Die XXXX sei ein führendes Unternehmen im Bereich der Lieferung von Inkontinenzprodukten und anderen Medizinprodukten mit Sitz in Wien und sei Teil der XXXX, eines im Bereich der Hygieneprodukte weltweit führenden Konzerns. XXXX habe großes Interesse an einer Beteiligung an dieser Ausschreibung. Das XXXX sei ebenfalls ein führendes Unternehmen, das die ausgeschriebenen Leistungen am Markt anbiete und habe seinen Sitz in Salzburg. Die XXXX und das XXXX hätten sich entschlossen, eine Bietergemeinschaft zu bilden, um im gegenständlichen Verfahren ein erfolgversprechendes Angebot zu legen. Es handle sich demnach um zur Erbringung der ausgeschriebenen Leistung befugte und in diesem Bereich seit Jahren gewerblich tätige Unternehmer, weshalb ein grundsätzliches Interesse am Vertragsabschluss schon deshalb nicht abzusprechen sei. Werde das Vergabeverfahren nach den rechtswidrigen Ausschreibungsunterlagen fortgeführt, so drohe ein großer finanzieller und sonstiger Schaden, welcher im (da ein unbefristeter Vertrag ausgeschrieben sei, endgültigen!) Verlust der Chance auf Abgabe eines Angebots in einem gesetzeskonformen und mit dem BVergG in Einklang stehenden Vergabeverfahren und Beteiligung an einem fairen und lauteren Wettbewerb zur Vergabe der ausgeschriebenen Leistungen bestehe.

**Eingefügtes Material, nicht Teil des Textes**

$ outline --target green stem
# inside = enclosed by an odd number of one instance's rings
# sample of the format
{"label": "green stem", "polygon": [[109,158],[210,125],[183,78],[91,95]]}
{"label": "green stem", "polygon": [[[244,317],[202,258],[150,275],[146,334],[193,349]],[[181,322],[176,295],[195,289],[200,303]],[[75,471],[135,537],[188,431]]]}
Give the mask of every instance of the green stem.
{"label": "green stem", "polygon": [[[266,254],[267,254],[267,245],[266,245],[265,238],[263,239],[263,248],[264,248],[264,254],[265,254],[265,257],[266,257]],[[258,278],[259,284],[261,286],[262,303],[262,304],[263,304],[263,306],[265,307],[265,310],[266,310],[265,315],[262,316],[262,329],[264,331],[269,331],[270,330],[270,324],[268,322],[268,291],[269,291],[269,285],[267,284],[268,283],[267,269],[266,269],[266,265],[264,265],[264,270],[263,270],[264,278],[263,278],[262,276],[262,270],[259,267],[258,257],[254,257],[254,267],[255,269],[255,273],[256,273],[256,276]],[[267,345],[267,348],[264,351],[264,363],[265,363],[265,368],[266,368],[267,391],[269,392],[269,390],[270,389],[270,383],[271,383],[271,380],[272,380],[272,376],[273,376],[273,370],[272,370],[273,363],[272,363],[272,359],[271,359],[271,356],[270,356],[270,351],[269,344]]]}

Weiters drohe ein Schaden in der Höhe des entgangenen Gewinns und in der Höhe der bisher angelaufenen frustrierten Kosten für das Studium der Ausschreibungsunterlagen sowie in Form des Verlustes eines bedeutenden Referenzprojektes.
Die Antragstellerin erachte sich im Recht auf Durchführung eines rechtskonformen Vergabeverfahrens, und darin implizierter Möglichkeit der Beteiligung und anschließender Zuschlagserteilung, unter anderem gemäß § 19 Abs 1 BVergG, und insbesondere im Recht auf Abgabe und Bewertung eines gesetzes-, ausschreibungs- und vergabekonformen sowie chancenreichen Angebotes, und als Folge auch im Recht auf Transparenz der Nachprüfbarkeit der Zuschlagsentscheidung der Auftraggeberin verletzt, weiters im Recht auf Unterbleiben einer Verkürzung der Angebotsfrist, wenn die Voraussetzungen dafür nicht vorliegen (§ 61 BVergG), auf ein Unterbleiben der Übermittlung von Unterlagen per Brief wenn kein begründeter Ausnahmefall vorliegt (§ 43 Abs 1 BVergG), dem Recht, Ausschreibungsunterlagen im offenen Verfahren bis zum Ende der Angebotsfrist anzufordern, dem Recht auf unverzügliche Auskunftserteilung (§ 58 Abs 2 BVergG), im Recht, dass Referenzen nicht als Zuschlagskriterien herangezogen werden (§ 2 Z 20 lit d sublit aa), im Recht auf Zuschlagskriterien, die eine objektive und transparente Bestbieterermittlung erlauben (§ 79 Abs 3 BVergG), im Recht auf eindeutige Beschreibung der Leistung, die keinen Bieter von vorneherein Wettbewerbsvorteile verschafft (§ 96 BVergG), im Recht sich bei der Erstellung unseres Angebotes auf Subunternehmer und verbundene Unternehmen stützen zu dürfen (§ 83 BVergG), im Recht auf Heranziehung geeigneter Leitlinien (§§ 97 Abs 2., 99 Abs 2 BVergG) und auf Gewährung gesetzlich vorgeschriebener Schadenersatzansprüche (§ 337 Abs 1 BVergG), im Recht, Festpreise nur für ein Jahr anbieten zu müssen (§ 24 Abs 7 BVergG) sowie im Recht, Preise ohne Übernahme nicht kalkulierbarer Risken ermitteln zu können (§ 78 Abs 3 BVergG).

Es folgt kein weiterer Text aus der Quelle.